Allied to the music was the movement. This was no conventional choir that stood stock still, hands at their sides, as we were taught to do in Carleton Primary all those years ago. They sang with their hands and feet. They moved in and out of position in the ranks, taking lead parts, gesturing at the audience, at each other, at the roof of the Hall, in time to the fantastic percussionist. I have no idea what the Reverend Thomas Chalmers, leader of the Great Disruption in 1843, would have made of it all, but to me it was a hypnotic, immersive experience, and I was clearly not alone.

As anyone who’s read my reviews of gigs before will recognise, I’m not easy to please when watching live music. My mind won’t sit – or stand still, even if I do. I’m too aware of being in a crowd of people, some of whom have – to me at least – annoying habits like falling backwards, drunk, into me, or talking loudly throughout a festival gig. Not so here. Like me, the whole crowd was rapt, waking as if from a dream to applaud when the choir fell silent between songs. I’m sure if you’d done a brain scan of us you’d have found alpha waves washing gently towards the front of the stage, or whatever waves they are when you achieve a flow state.

I was just thinking, it would be good to know what the songs are about, being one of those types that likes to know what the lyrics say, when the keyboard player switched a setting to piano and played one of those heartbreakingly soulful, bluesy, gospel piano intros, and my last wish for this gig was granted.

I’ve always been a sucker for the melody of ‘Amazing Grace,’ even when pounded out by some solo singer at some US Big Occasion, voice wobbling all over the place to show off her musical chops. Even when, as I thought, the lyrics were written by some buttoned up Victorian in the churchy equivalent of Tin Pan Alley. Well, it turns out it has a bit more resonance than that.

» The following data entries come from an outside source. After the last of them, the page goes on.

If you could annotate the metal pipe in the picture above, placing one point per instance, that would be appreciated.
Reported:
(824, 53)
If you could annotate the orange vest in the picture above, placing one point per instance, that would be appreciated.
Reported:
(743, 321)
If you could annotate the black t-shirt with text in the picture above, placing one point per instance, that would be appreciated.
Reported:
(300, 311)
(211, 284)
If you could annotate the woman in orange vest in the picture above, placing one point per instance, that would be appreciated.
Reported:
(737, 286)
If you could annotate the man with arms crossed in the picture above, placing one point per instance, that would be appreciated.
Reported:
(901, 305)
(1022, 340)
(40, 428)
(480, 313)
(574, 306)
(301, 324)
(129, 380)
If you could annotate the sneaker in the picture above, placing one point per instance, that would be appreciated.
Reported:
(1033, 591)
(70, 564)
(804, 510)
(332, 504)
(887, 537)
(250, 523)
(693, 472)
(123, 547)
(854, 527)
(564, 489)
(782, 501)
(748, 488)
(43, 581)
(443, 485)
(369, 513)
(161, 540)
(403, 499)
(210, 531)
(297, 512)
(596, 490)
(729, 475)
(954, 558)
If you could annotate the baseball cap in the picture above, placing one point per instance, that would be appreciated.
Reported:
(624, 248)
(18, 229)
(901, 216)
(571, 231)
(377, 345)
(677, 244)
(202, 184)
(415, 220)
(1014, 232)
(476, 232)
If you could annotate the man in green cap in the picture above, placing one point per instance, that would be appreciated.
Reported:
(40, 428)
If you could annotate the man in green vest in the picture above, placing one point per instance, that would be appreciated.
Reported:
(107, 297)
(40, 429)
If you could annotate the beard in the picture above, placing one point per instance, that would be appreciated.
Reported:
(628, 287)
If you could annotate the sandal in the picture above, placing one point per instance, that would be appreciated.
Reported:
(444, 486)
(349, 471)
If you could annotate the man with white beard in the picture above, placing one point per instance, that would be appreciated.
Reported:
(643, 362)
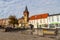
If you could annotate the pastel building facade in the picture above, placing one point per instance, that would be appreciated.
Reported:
(54, 21)
(45, 20)
(39, 21)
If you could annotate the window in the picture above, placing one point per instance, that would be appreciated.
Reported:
(44, 25)
(51, 26)
(52, 18)
(57, 18)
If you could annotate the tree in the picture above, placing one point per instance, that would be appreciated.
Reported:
(13, 20)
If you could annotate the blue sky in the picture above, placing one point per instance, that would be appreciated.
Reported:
(16, 7)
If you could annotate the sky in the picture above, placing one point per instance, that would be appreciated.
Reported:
(16, 7)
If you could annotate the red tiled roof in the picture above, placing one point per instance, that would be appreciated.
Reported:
(39, 16)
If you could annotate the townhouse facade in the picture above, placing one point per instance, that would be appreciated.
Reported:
(39, 20)
(45, 20)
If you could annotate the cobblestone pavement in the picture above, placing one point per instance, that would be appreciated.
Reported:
(21, 36)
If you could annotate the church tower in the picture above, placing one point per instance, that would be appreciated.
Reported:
(26, 16)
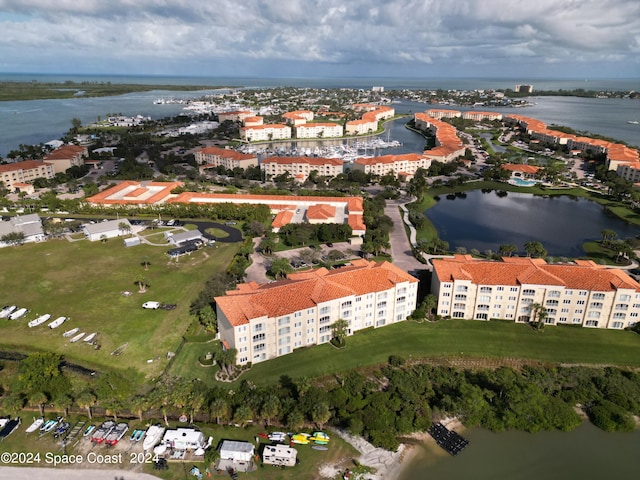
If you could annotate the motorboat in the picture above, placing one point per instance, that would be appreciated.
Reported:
(101, 433)
(6, 311)
(301, 438)
(40, 320)
(9, 428)
(71, 332)
(137, 435)
(116, 434)
(57, 322)
(77, 337)
(61, 429)
(153, 436)
(37, 423)
(50, 425)
(17, 314)
(320, 438)
(278, 437)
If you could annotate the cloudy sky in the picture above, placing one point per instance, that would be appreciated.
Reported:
(323, 38)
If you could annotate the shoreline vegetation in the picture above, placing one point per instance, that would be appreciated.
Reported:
(34, 90)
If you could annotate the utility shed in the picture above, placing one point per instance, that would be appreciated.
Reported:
(282, 455)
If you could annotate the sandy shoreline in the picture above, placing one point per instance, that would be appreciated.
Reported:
(29, 473)
(388, 465)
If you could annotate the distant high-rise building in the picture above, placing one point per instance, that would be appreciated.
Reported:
(524, 88)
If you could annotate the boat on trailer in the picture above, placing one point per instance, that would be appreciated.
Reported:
(71, 332)
(37, 423)
(40, 320)
(57, 322)
(8, 310)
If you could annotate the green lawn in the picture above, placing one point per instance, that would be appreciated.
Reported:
(467, 338)
(84, 280)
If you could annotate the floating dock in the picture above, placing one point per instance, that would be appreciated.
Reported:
(447, 439)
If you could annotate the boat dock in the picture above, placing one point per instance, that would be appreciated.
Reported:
(447, 439)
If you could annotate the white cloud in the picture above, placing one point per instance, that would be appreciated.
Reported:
(381, 34)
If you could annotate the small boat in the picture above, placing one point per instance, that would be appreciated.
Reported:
(50, 425)
(301, 438)
(71, 332)
(116, 434)
(320, 438)
(57, 322)
(6, 311)
(37, 423)
(154, 435)
(77, 337)
(99, 435)
(9, 428)
(17, 314)
(40, 320)
(61, 429)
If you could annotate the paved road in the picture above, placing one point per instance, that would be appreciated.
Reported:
(400, 245)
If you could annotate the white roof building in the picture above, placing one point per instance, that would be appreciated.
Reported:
(29, 225)
(108, 229)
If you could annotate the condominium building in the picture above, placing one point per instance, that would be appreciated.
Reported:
(265, 321)
(319, 130)
(25, 172)
(258, 133)
(404, 165)
(448, 145)
(581, 293)
(67, 156)
(301, 167)
(212, 157)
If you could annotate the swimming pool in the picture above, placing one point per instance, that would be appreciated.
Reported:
(522, 183)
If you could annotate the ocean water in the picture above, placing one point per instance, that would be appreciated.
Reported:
(36, 121)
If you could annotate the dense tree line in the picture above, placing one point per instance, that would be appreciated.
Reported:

The gospel according to Wikipedia tells me that the words were written by English poet and Anglican clergyman John Newton (1725 – 1807). And he had been, to use an overused modern term, been on quite a journey. Pressed into service in the Royal Navy as a young man, he left and became involved in the Atlantic slave trade. However, when the ship he was on was battered by a violent storm of the west coast of Ireland, he called out to God for mercy, and survived. That marked the point of his spiritual conversion, although he did continue in the slave trade till 1754 or 5, then leaving to study theology and thereafter becoming an abolitionist.

Incidentally, it wasn’t set to the music we sing it to till 1835, by American composer William Walker. The fact, therefore, that it has been adopted by black people to sing on both sides of the Atlantic rather carries an extra resonance, don’t you think? I didn’t know any of that history when the Soweto choir sang it, but there were tears in my eyes all the same. You would have had to be made of stone not to be moved in there.

After that the concert moved up a level: more African rhythms, another English language spiritual I didn’t recognise, and then, as an encore, Leonard Cohen’s Hallelujah, which got me all emosh again. I really am a soft old sod these days, but like I say, it wasn’t hard to be transported by this. I’m not conventionally religious, but I would put this down as a spiritual experience for anyone with the slightest sliver of a musical bone in their body.

What could have made it better? Standing ovation at the end? Check. The choir coming out to thank, and have photos taken with, the departing audience? Check. Two of them harmonising ‘Happy Birthday’ to Mrs F (it was part of her birthday celebration)? Check.

Go and see them. Just go and see them. The Youtube videos below won’t give you half of what you’ll get from them live. Go and see them.